World Federation of Travel Journalists and Writers
- Abbreviation: FIJET
- Formation: 1954
- Founded at: Paris
- Membership: National Organizations and Individual Members
- Secretary General: Marijana Rebic
- President: Tijani Haddad
- Main organ: General Assembly
- Website: http://fijet.net/

= FIJET =

Travel journalist organization

FIJET (Fédération Internationale des Journalistes et Ecrivains du Tourisme; in English World Federation of Travel Journalists and Writers) is a professional organization of travel journalists and travel writers.

== History ==
4 Dec 1954, Paris (France), at the suggestion of French and Belgian travel journalists' and writers' associations. Previously also referred to in English as International Federation of Travel Journalists and Writers.

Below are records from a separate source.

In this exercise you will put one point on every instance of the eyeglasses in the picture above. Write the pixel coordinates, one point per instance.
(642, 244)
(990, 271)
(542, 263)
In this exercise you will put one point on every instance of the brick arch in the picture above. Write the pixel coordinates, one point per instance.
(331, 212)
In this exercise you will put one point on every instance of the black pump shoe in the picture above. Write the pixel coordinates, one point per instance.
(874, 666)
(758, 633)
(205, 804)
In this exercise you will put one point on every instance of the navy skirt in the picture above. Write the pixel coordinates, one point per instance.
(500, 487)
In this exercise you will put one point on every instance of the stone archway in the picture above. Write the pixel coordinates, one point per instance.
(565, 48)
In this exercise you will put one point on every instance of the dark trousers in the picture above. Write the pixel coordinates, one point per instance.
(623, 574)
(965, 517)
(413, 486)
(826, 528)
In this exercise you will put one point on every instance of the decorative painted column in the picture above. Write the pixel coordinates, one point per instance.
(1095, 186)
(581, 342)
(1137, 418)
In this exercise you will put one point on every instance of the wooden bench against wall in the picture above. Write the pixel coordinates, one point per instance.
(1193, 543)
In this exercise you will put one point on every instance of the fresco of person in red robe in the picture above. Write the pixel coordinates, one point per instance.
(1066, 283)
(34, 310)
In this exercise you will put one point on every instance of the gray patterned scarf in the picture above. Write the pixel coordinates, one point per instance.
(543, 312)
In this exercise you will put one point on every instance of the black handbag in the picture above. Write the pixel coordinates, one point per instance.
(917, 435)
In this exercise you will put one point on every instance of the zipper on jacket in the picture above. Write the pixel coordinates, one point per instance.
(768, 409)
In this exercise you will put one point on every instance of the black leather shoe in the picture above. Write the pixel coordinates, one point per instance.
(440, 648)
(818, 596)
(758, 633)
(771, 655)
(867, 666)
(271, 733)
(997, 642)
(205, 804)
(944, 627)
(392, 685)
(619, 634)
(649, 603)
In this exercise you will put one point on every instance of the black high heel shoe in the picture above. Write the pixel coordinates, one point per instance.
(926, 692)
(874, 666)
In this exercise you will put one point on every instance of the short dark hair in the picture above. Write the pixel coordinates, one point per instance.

By-laws adopted by the General Assembly at the 2006 FIJET World Congress in Karlovy Vary and amended at the 2008 FIJET World Congress in Slovenia, the 52nd FIJET World Congress in Turkey in 2012, the 56 World Congress in Hungary in 2014 and in 58th Fijet congress in Moscow.

== Objectives ==
The principal and permanent objectives of FIJET are:

| 1. | To study conditions necessary for the development of tourism and for the right to enjoy leisure activities in all countries, |
| 2. | To contribute to the distribution of freely available, objective, complete, and original information of the highest quality on tourism matters while complying with the ethics of the journalistic profession, |
| 3. | To provide a link between tourism authorities and the general public, |
| 4. | To enable members of National Associations to carry out their functions through implementation of information journeys known as press trips or familiarization (FAM) trips, |
| 5. | To set up documentation centers to support activities of the Federation and the National Associations, |
| 6. | To enhance the stature of journalists and tourism writers in the eyes of the public and of organizations involved with tourism, |
| 7. | To encourage the specialization of young journalists in tourism and the creation of an International Center for tourism, |
| 8. | To foster the foundation of National Associations of Journalists and Tourism Writers in all countries, |
| 9. | To organize International Conferences |
| 10. | To publish professional printed and online publications dedicated to tourism and tourism issues and journalistic efforts related to tourism. |

== The Golden Apple Award ==
"La Pomme d'Or" or "The Golden Apple" is the FIJET equivalent of the Oscar, established in 1970. This award for excellence is presented each year to an organization, country, city, or person in recognition of superior efforts in promoting and raising the level of tourism.

== FIJET Academy ==
The FIJET Young Journalists Program provides an opportunity for young journalists to work with experienced tourism journalists and visit some tourism resorts.

The program includes seminars, workshops and hands-on learning experiences. Participating journalists are also given tours and opportunities to meet and talk with tourism professionals.

Participating students collaborate on writing and presenting an article or report (to be selected by the students) during the course of studies. Students are also required to write (for print publications) or produce (for radio and television) a report on the host country.